L’oligarchie, la sacro-sainte guerre des nantis !

L'oligarchie, la sacro-sainte guerre des nantis !

Gros succès en librairie « Le président des riches. Enquête sur l’oligarchie dans la France de Nicolas Sarkozy », au même titre que « Indignez-vous » de Stéphane Hessel, me font penser, avec mon optimisme habituel, à un proche sursaut du peuple sans plus attendre la grande messe de l’arnaque habituelle des élections pièges à cons ! Michel Pinçon et Monique Pinçon-Charlot dans leur enquête minutieuse démonte point par point toute la logique d’un système. Bienvenue dans le monde merveilleux des riches pour les riches qui se shootent au pouvoir. Pour contextualiser les vérités assénées par les deux sociologues, je joue de la guitare avec un fameux médicament : le médiator. A lire cet ouvrage de toute urgence, histoire d’entrée en résistance par tous les moyens.

Depuis que ce fameux couple de sociologues écrit de concert, les beaux quartiers de la haute bourgeoisie, les quartiers d’affaires et autres grandes fortunes, tous les enjeux de la tune n’ont plus aucun mystère pour eux.
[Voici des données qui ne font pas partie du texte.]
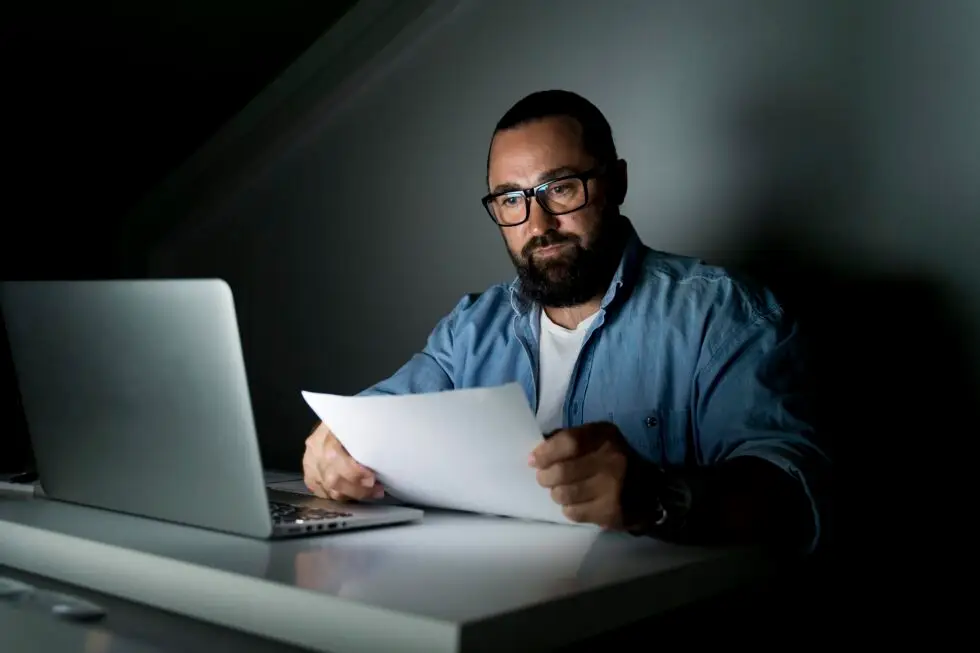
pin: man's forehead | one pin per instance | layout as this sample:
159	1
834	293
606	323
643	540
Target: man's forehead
522	154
La sociologie comme sport de combat prend son essor dans leur dernier ouvrage paru.

Rappelez-vous le conte de fée, tout a commencé le 6 mai 2007, à la grande sauterie ultra-select au Fouquet’s pour fêter l’intronisation du petit coq aux sévices commandés des grandes puissances d’argent. Tout le gotha du monde intello et culturel s’en fichait plein la panse, de Clavier, Laporte, Halliday, en passant par Minc dans le rôle du joyeux drille. « La fête au Fouquet’s et cette croisière ont marqué brillamment et bruyamment l’intronisation du nouveau président. Ces rites de passage ont indiqué le sens du changement. La rupture ne sera pas celle que l’on pouvait espérer. Elle sera bien plus proche de l’exhortation de Guizot au XIXe siècle, « Enrichissez-vous », que de la promesse de la campagne présidentielle selon laquelle on pourrait « travailler plus pour gagner plus ». » (page 19)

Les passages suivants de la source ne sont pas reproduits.